Myers recorded an additional 17 tracks in 2003; including the 11 earlier tracks, the CD has a total 28 songs.

This recording is important because this is the first time many of these songs have been officially documented, according to Myers, who has checked with Jewish libraries and museums across the world.

“There are not many people left alive,” said Marc A. Cohen ’85, a member of Harvard Hillel’s Board of Directors. “Those that survived are few and far between, so this sort of thing would have been just lost.”

When tracks from the new CD were played during the brunch, Gold mouthed along with his own, younger voice. When Myers played the song Gold’s father used to sing during passover, Gold continued to sing even after the track had finished. He couldn’t remember whether his father had composed the song, and if he hadn’t, Rabbi Gold said, “he may as well have.”

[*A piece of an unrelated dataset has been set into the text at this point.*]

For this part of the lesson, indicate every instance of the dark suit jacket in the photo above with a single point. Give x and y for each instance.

“You can’t tell now because his voice...well—he’s close to 90 years old,” Cohen said. “But you got a taste of it from the recording.”

Myers hopes to take this CD to talks and presentations in order to share and archive the songs in libraries in the United States, Israel and other Jewish History museums around the world.

—Staff writer Virginia R. Marshall can be reached at virginiarosemarshall@college.harvard.edu.

This article has been revised to reflect the following correction:

CORRECTION: Oct. 20

An earlier version of this article misspelled the name of Jane Myers ’70, who produced a CD by Rabbi Ben-Zion Gold.